Distributionally Robust Programming of Berth-Allocation-with-Crane-Allocation Problem with Uncertain Quay-Crane-Handling Efficiency

Abstract

In order to promote the efficient and intelligent construction of container ports, we focus on the optimization of berth-and-quay-crane (QC) allocation in tidal terminal operations. This paper investigates the quay-crane-profile-(QC-profile)-based assignment problem, and considers the uncertainty in QC profiles regarding QC efficiency for the first time. A mixed-integer programming (MIP) model is established for a discrete berth allocation with a crane-assignment problem (BACAP), considering the tide time window. We aim to minimize the total time loss caused by anchorage and the delay of vessels. Leveraging the theory of uncertainty optimization, the proposed deterministic model is extended into a stochastic programming (SP) model and a distributionally robust optimization (DRO) model, via the consideration of the random QC efficiency.
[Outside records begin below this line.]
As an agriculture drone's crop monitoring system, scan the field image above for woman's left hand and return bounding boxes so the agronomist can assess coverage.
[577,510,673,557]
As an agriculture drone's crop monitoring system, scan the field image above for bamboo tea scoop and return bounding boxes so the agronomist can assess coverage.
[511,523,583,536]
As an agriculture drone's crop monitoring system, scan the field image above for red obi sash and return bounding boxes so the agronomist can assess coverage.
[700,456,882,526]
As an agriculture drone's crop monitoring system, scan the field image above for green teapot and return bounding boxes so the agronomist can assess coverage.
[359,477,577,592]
To solve the proposed models, a column generation (CG) algorithm is employed, utilizing the mathematical method and subproblem-solving approach. The numerical experiments with different instances demonstrate that the DRO model yields a smaller variation in the objective function values, and the effectiveness of the CG method. The experimental results verify the robustness of the constructed models, and the efficiency of the proposed algorithm.